FIGURE 4.

The major ion channels responsible for CSF secretion in the choroid plexus are shown with sites of action of acetazolamide, AZD4017 and exenatide. Cortisone is converted to the active cortisol by 11ß-HSD1, cortisol binds to the GR and MR receptors, which upregulate Na⁺ K⁺ ATPase activity; AZD4017 inhibits 11ß-HSD1 reducing local availability of cortisol. Exenatide binds and activates GLP-1R stimulating the conversion of ATP to cAMP by AC. cAMP activates PKA, which inhibits the Na⁺ H⁺ exchanger reducing Na⁺ re-absorption and also inhibits the Na⁺ K⁺ ATPase reducing Na⁺ excretion. Carbonic anhydrase catalyzes the conversion of H₂O and CO₂ to H⁺ and HCO₃⁻, which is important in the establishment of the osmotic gradient.

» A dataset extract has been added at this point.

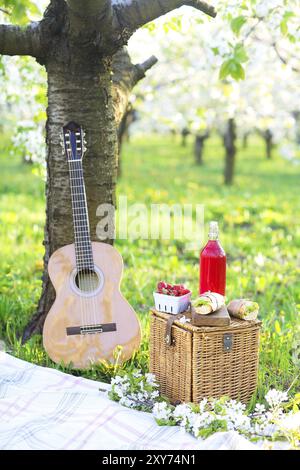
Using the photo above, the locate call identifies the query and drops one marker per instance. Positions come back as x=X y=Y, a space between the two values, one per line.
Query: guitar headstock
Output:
x=73 y=141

Both acetazolamide and topiramate inhibit carbonic anhydrase function. AC, adenylate cyclase; AE2, anion exchange protein 2; cAMP, cyclic adenosine monophosphate; CSF, cerebrospinal fluid; CTFR, cystic fibrosis transmembrane conductance regulator; GLP-1: glucagon-like peptide 1; GLP-1R: glucagon-like peptide 1 receptor; 11ß-HSD, 11ß-hydroxysteroid dehydrogenase type 1; GR/MR, glucocorticoid and mineralocorticoid receptors; KCC1, K-Cl cotransporter 1; NHE1, Na-H antiporter; NKA, N-K ATPase; NKCC1, Na-K-Cl cotransporter; PKA, protein kinase A.